Il serait donc envisageable de se poser la question de la capacité d’accueil journalière de l’île en connectant scientifiques et gestionnaires préservant le site et sa biodiversité et, par conséquence, l’économie touristique qu’il génère. *»
- Sources* : « Plan d’intentions paysagères et proposition d’aménagement pour l’île Lavezzu », Braccalenti Nans, OEC, RNBB et Rapport d’activités de la réserve naturelle des bouches de Bonifacio, 2015.
Lavezzu, 11 août 2004
En attente de la navette, déjà en 2004
Devant ce constat, une étude a été commandée qui consiste en un projet de réaménagement de l’île pour canaliser la fréquentation, restaurer les milieux dégradés et donc tenter de limiter l’impact touristique. Elle préconise la mise en place de balisages adaptés, d’aménagements (escaliers, passerelles, platelages de bois, ganivelles) afin de limiter les impacts des visiteurs sur les sites fragiles, et de sacrifier certaines zones pour mieux en protéger d’autres plus sensibles (cœurs d’habitats, zones importantes pour des espèces menacées et/ou protégées, etc.)
Mais, si les mesures de gestion restauratoire permettent de diminuer l’ampleur des impacts de la fréquentation, ces techniques de génie écologique ne peuvent parfois que traiter une partie du problème, ou n’y remédier que pour un temps.
Or, l’hyper fréquentation dépasse manifestement les capacités d’accueil du site. L’ancien plan de gestion préconisait 150 000 visiteurs.

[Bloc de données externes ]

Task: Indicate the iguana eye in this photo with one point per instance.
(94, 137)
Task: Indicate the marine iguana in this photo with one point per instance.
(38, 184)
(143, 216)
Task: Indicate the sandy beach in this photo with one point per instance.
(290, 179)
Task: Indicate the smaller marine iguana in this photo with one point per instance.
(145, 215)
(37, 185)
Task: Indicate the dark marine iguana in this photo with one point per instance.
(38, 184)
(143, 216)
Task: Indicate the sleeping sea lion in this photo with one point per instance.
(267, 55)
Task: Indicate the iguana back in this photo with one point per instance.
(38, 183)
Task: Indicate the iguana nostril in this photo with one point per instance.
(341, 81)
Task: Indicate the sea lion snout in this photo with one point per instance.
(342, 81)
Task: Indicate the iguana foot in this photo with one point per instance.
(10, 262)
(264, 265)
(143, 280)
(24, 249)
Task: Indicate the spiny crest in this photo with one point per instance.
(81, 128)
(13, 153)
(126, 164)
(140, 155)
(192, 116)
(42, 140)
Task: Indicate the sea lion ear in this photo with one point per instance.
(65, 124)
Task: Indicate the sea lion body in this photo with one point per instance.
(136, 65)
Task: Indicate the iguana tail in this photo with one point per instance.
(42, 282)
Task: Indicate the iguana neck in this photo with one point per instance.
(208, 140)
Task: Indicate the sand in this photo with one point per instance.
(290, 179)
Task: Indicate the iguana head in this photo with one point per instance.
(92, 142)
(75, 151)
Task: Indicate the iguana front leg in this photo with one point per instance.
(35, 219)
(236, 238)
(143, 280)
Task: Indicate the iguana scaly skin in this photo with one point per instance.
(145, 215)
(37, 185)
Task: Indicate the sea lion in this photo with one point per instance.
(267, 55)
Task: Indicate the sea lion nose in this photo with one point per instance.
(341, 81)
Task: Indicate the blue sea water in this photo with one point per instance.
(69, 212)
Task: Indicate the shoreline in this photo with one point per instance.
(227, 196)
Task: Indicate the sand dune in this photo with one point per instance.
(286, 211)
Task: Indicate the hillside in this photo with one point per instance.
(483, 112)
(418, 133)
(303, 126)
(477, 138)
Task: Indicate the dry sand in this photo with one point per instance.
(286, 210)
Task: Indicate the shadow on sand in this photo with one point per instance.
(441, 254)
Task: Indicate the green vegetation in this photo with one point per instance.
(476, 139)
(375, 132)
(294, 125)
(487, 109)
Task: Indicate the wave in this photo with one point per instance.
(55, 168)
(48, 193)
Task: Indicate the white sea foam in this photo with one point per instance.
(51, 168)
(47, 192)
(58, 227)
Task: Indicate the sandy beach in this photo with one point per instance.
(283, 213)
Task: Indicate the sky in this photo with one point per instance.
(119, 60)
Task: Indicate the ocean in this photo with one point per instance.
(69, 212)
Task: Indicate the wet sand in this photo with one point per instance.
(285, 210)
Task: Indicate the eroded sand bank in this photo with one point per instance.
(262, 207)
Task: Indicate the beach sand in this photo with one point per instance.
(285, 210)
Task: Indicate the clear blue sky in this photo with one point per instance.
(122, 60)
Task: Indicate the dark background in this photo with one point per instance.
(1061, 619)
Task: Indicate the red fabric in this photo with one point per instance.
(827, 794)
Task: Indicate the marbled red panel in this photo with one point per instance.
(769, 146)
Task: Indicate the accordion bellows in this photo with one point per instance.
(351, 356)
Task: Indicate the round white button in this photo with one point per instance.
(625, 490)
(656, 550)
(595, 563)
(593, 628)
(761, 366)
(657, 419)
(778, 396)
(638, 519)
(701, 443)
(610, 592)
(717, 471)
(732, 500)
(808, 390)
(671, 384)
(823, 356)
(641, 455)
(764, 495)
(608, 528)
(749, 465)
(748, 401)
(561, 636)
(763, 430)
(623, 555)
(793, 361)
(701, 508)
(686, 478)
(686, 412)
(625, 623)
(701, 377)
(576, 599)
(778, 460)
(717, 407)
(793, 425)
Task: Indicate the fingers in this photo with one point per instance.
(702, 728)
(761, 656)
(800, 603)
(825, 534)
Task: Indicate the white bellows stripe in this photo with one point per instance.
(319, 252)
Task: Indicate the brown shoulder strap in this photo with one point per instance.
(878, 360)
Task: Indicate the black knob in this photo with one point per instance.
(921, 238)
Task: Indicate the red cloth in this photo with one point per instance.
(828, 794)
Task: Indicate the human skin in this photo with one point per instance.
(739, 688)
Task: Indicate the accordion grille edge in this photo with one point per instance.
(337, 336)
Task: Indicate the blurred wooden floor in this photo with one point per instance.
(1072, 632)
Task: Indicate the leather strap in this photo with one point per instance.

Les niveaux maximums supportables sont largement dépassés.
Toujours d’après cette étude : « En ce qui concerne la satisfaction touristique, 20 % seulement des visiteurs sont très satisfaits et 30 % sont dérangés par une affluence touristique trop importante. » De fait, les retours perçus par les différents acteurs sont de plus en plus négatifs. L’attractivité du site va s’en trouver amoindrie, risquant d’entraîner à terme la dégradation de son image et une certaine désaffection.
Le seuil d’équilibre entre conservation et fréquentation est donc aujourd’hui dépassé dans les deux réserves naturelles les plus emblématiques et les plus fréquentées de Corse, Scandula et Lavezzi.
L’Office de l’environnement de la Corse et les gestionnaires des réserves semblent avoir pris la mesure du problème et ont déclaré ne plus faire de publicité. Pour que cette décision soit cohérente, les Offices du tourisme et les communes concernées devraient impérativement adopter la même consigne sur leurs sites internet, blogs, pages Facebook très consultés.
Pour ces deux réserves, c’est essentiellement le nombre de rotations des sociétés de promenade en mer qui pose problème ainsi que le comportement de certains (sirènes, haut-parleurs…). En augmentant chaque année ce nombre, les bateliers tuent leur « poule aux œufs d‘or »…Les gestionnaires (organismes publics) doivent absolument intervenir afin que les activités économiques ne mettent plus en danger ces joyaux, patrimoine de tous.
À l’heure où le développement durable d’une destination est perçu comme une priorité, certains acteurs n’hésitent pas à adopter des mesures fortes afin de contrôler, voire limiter par un quota les flux de touristes. Même si elles peuvent déplaire à l’industrie touristique, ces mesures sont devenues indispensables afin que soient assurées la préservation des sites et la pérennité de la destination.